C’est sur les lieux de son enfance que s’épanouit aujourd’hui Mathieu Pérou. Depuis 4 ans il dirige les fourneaux du Manoir de la Régate, sur les bords de l’Erdre à Nantes. Fondée par son père en 1995, cette maison familiale a été récompensée par une étoile au Guide Michelin en janvier dernier. La concrétisation de plusieurs années de travail pour Mathieu Pérou, 28 ans, et sa jeune équipe, qui proposent une cuisine gastronomique locale. L’ensemble des produits provient en effet de fournisseurs situés à moins de 40 kilomètres du restaurant. La carte des vins valorise elle aussi les vins de Nantes. Les Muscadets mais aussi la Folle Blanche y sont dignement représentés.
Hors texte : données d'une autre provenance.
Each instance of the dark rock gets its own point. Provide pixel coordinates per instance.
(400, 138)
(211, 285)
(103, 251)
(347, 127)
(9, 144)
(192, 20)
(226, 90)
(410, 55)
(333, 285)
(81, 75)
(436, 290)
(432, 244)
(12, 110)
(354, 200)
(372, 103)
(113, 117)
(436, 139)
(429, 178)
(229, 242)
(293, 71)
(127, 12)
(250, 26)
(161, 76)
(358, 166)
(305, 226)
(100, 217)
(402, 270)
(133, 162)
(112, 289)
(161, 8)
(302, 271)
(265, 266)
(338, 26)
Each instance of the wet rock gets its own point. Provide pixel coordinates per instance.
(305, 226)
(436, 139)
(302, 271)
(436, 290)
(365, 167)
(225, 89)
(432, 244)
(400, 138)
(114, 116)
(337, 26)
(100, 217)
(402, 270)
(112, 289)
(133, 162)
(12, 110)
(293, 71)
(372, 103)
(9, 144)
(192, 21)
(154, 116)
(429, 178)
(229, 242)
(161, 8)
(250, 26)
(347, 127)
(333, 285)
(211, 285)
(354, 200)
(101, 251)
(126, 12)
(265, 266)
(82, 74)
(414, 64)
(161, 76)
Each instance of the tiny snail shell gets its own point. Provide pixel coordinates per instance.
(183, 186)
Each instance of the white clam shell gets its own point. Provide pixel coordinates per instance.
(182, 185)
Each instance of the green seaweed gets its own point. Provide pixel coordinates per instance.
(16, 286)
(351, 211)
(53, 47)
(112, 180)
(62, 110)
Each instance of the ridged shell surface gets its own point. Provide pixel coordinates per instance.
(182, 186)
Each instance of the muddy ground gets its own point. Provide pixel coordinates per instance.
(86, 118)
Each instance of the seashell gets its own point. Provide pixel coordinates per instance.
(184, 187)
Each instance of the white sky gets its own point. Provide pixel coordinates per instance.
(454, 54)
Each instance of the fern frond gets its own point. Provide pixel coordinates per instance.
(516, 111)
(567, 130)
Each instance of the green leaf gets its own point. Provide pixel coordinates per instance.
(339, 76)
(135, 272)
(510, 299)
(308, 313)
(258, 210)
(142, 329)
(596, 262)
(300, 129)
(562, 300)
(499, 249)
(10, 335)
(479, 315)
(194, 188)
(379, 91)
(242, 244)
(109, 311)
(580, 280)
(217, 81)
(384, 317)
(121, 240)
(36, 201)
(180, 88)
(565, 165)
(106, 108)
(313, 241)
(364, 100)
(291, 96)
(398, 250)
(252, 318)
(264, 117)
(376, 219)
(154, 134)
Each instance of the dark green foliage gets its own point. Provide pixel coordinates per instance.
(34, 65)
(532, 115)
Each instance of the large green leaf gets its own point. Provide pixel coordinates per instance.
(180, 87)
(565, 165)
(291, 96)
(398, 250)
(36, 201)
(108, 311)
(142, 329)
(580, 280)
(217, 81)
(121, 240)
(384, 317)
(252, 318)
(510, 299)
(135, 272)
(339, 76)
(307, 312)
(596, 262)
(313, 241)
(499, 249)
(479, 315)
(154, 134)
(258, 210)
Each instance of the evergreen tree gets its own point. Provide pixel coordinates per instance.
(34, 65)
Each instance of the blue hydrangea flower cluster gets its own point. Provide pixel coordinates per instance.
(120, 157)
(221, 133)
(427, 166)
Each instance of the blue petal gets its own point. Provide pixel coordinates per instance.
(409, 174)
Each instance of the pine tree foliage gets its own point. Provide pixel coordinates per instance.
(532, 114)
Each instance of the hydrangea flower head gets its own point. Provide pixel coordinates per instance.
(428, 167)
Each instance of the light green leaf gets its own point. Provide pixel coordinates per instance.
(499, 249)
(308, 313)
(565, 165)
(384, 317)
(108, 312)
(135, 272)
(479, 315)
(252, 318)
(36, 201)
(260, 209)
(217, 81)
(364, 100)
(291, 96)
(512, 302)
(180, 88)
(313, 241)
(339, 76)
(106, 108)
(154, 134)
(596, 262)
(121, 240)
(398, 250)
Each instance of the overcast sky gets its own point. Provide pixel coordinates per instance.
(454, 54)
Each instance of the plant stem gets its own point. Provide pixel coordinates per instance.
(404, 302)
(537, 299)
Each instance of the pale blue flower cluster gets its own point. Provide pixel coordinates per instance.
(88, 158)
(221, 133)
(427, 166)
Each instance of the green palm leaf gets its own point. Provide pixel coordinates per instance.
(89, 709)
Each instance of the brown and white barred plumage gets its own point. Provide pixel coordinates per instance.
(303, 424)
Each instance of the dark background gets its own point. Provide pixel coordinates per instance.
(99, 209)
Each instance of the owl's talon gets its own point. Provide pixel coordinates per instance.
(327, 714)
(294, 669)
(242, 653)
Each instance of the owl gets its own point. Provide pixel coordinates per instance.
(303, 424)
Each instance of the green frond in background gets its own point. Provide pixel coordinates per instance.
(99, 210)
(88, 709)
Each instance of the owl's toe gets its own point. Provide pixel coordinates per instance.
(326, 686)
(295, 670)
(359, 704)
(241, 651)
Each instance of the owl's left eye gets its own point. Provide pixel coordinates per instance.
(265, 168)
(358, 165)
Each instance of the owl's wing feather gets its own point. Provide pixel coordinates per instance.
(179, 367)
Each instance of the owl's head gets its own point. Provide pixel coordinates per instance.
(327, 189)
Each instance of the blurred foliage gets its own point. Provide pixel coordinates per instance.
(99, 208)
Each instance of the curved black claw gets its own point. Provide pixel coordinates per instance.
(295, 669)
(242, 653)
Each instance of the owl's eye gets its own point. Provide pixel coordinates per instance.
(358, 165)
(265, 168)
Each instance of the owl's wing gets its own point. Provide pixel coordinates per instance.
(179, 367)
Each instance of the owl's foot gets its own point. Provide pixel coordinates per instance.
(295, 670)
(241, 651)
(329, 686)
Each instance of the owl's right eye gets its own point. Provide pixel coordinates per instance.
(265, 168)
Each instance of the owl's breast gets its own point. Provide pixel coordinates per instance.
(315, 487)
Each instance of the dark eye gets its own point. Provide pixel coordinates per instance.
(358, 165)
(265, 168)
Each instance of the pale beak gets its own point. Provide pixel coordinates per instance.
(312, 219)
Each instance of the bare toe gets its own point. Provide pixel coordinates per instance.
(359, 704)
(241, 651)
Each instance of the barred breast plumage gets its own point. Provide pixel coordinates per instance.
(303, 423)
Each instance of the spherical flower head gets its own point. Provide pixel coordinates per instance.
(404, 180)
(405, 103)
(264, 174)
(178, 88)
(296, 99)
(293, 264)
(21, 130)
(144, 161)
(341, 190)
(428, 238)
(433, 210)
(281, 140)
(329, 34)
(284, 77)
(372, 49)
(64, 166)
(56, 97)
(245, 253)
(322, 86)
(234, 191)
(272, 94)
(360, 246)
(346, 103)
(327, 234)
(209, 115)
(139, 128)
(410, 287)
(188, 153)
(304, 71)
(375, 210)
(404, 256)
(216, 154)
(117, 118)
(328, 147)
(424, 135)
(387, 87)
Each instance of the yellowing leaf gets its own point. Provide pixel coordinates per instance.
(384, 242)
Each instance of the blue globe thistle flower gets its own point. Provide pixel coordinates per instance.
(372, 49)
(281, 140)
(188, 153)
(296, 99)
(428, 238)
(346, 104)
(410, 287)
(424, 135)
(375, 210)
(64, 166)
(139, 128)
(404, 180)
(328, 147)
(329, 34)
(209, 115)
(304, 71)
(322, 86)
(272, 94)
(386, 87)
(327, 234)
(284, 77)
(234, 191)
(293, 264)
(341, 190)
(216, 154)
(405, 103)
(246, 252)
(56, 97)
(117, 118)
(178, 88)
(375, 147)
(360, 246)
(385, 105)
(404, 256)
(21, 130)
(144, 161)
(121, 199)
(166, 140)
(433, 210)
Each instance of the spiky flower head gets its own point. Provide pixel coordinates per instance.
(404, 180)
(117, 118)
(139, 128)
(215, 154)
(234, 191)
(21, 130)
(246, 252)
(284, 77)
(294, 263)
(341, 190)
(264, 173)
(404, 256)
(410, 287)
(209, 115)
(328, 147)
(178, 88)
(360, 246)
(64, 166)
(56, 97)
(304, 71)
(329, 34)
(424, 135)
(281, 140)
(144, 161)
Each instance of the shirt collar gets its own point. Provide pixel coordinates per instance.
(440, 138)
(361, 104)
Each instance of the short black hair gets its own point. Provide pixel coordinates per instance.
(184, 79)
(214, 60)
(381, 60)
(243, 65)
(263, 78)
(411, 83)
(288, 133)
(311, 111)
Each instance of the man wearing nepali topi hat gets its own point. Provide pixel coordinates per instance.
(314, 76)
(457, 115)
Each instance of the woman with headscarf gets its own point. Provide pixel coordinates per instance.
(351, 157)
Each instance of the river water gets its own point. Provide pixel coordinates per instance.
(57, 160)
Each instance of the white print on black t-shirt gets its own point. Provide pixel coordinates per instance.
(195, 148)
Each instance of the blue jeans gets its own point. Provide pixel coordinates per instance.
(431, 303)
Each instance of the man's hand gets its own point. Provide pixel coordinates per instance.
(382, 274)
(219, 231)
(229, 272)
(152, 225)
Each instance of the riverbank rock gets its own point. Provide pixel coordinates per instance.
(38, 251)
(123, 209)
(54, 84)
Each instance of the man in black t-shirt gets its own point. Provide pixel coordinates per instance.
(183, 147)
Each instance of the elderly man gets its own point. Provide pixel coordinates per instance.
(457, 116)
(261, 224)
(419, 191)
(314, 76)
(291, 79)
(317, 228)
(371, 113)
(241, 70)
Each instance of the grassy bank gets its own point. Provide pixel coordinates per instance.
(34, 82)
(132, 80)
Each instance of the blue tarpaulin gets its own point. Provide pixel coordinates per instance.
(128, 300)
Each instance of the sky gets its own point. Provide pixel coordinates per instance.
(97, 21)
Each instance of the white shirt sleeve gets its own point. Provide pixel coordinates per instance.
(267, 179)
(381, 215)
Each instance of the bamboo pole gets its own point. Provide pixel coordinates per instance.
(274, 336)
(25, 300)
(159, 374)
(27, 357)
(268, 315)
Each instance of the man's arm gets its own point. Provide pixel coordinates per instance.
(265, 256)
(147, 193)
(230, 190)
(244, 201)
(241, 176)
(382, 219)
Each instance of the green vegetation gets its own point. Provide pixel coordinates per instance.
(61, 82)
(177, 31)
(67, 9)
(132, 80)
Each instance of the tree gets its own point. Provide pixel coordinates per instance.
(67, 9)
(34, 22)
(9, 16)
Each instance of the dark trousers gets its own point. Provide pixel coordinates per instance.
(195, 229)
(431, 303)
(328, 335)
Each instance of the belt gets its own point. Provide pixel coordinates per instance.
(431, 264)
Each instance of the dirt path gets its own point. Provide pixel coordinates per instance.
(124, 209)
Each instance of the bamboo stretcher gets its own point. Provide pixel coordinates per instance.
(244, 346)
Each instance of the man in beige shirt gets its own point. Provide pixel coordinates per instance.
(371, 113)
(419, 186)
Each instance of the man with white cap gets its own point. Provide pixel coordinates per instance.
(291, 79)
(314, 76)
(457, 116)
Quel est votre rapport avec le vignoble de Nantes ?
Mathieu Pérou : Il y a une correspondance entre le renouvellement de la gastronomie nantaise et celle du vignoble. Il y a depuis quelques années une nouvelle génération de cuisiniers, dont je fais partie. En parallèle, il y a eu un renouvellement du vignoble et des choses se sont mises en place comme dernièrement l’é.Paulée nantaise. Nous avons passé une super soirée avec le domaine de la Famille Lieubeau. Cela permet de mettre en avant notre joli vignoble, parfois oublié.
Camille Chauvigné : Il était normal et même important de mettre en avant les vins de notre territoire. Quand nous sommes arrivés, les vins de Nantes étaient déjà en plein essor. Avec Mathieu, nous sommes passés par la même école, Nicolas Appert, et déjà nos professeurs nous parlaient des crus communaux et des grands vins du Muscadet. Nous avons un terroir riche et il est important de comprendre que ce n’est pas juste un cépage ou une appellation.

Votre cuisine porte-elle la marque Muscadet ?
Mathieu Pérou : J’utilise beaucoup le cidre mais aussi le Muscadet. C’est même une des bases de ma cuisine. Je l’utilise en sauce mais aussi pour assaisonner un tartare par exemple. Au moment des vendanges, j’aime bien faire un clin d’œil au vignoble. Cette année, j’avais réalisé une tartelette à partir d’une réduction de Muscadet. L’année dernière c’était un grain de raisin en trompe l’œil dans lequel se trouvait une confiture au Muscadet, légèrement acidulée.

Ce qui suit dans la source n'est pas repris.